ロケット発射の拠点となる「宇宙港」で地域の活性化につなげようとする動きが全国各地で相次いでいる。世界で市場が拡大する宇宙産業は観光や企業集積など様々な経済効果が期待されるとして、地元の自治体や企業の取り組みも熱を帯びる。観光促進キャンペーンや特産品作りなどに奮闘する現場から、宇宙と地域をつなぐ街おこしの未来を探る。
「ワタシハ宇宙人デス」
大分県の日田温泉にある「みくまホテル」(大分県日田市)。チェックインの際に自分は宇宙人であると申告した宿泊客に、地元の炭酸水を配っている。2021年12月から実施し、これまでに宿泊客の7割が“宇宙人”と申告しているという。女将の諫山節子さんは「楽しんで旅行してもらえれば」と語る。
温泉の源泉数で日本一を誇る大分県。21年12月に始まったのが、「宇宙ノオンセン県オオイタ」と題した観光促進キャンペーンだ。宇宙人のキャラクターを使ったPR活動や、約50の旅館やホテルで館内に宇宙人のイラストを描いた案内板などを掲示している。別府温泉のホテル「ガレリア御堂原」(大分県別府市)では2月まで宇宙人の格好でチェックインすると、宿泊料金が1万円割引となる。
宇宙人と温泉という不釣り合いな組み合わせが生まれたきっかけが、地元で準備が進む「宇宙港」だ。大分県は20年4月、米国の宇宙開発企業「ヴァージン・オービット」と提携した。国東半島の海沿いにある大分空港を飛び立った航空機が空中で人工衛星搭載のロケットを水平方向に発射する。今後5年間で18回のロケット発射が予定され、初回の打ち上げでは2000人規模の観客を見込んでいる。

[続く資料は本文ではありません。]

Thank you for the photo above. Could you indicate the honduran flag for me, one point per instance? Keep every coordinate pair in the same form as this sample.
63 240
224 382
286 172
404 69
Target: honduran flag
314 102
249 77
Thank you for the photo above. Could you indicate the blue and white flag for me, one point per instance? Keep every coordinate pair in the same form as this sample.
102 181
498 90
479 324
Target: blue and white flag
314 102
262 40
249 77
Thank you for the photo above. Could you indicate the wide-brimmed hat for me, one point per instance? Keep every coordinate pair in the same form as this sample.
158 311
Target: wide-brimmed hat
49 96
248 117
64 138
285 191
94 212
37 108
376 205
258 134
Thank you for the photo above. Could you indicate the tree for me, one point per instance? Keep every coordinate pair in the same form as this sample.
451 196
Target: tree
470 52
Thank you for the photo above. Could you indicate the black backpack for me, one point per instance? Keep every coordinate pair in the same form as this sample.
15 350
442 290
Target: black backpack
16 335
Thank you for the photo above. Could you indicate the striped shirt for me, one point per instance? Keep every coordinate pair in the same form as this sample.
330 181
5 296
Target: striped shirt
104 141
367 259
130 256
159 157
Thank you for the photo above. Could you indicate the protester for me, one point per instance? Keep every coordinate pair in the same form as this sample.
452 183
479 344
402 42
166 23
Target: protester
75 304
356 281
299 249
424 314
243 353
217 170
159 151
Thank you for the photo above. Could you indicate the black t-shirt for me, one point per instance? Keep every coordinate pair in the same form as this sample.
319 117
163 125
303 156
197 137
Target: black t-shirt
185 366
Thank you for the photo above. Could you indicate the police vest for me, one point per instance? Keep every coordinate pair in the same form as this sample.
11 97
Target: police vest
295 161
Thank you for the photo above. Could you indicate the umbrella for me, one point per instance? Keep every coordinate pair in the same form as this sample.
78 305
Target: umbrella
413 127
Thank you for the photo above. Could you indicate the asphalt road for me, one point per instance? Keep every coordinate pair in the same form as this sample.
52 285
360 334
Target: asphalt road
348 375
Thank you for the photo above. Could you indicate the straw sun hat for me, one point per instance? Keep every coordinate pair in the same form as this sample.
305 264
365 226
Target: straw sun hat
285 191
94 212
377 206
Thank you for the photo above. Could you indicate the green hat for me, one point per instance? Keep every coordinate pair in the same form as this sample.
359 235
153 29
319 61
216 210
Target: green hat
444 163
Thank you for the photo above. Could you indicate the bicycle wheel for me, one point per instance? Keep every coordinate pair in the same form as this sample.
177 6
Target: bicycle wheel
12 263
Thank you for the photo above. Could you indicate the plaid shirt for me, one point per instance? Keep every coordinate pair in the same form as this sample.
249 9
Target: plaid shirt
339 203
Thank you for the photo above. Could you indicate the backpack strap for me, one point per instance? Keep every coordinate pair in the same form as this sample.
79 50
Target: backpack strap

ロケット発射では、整備関連のスタッフや投資家など関係者が現地を訪れることも予想される。ガレリア御堂原を運営する関屋リゾート(同)の林太一郎・最高経営責任者(CEO)は宇宙関連で「富裕層による消費も期待している」と話す。
宇宙港を契機に、観光客誘致に向けた環境整備も進んでいる。県は廃止していた大分空港と大分市内を海上で結ぶ空気浮揚艇(ホーバークラフト)を早ければ23年度に再開することを決定した。空港と大分市内を約25分で行き来できるようにすることで、空港の利便性も高めていく。
県は打ち上げから5年で102億円の経済波及効果を試算し、観光関連で約56億円と推定。“宇宙熱”は地元の食品メーカーにも広がっている。
後藤製菓(大分県臼杵市)は看板商品の煎餅を使った宇宙食づくりに取り組む。後藤亮馬社長は「臼杵市発の宇宙食を作って地元を盛り上げたい」と語り、22年内の開発を目指している。国東物産(大分県国東市)も地元のたこで宇宙食を開発中だ。
大分には石油コンビナートや自動車、精密機械など幅広い産業が集積している。県の先端技術挑戦課の佐藤元彦課長は「燃料や部品などを県内で調達できるのは強み。将来的には衛星の工場を地元に呼ぶこともできるはず」と期待する。
人工衛星の打ち上げなどは従来、国が中心となって担うことが多かった。だが最近は人工衛星の打ち上げなどに挑む民間企業が世界で増加し、ロケットを発射する宇宙港に注目が集まっている。日本でも自治体や民間企業が連携して宇宙港を作る動きが相次いでいる。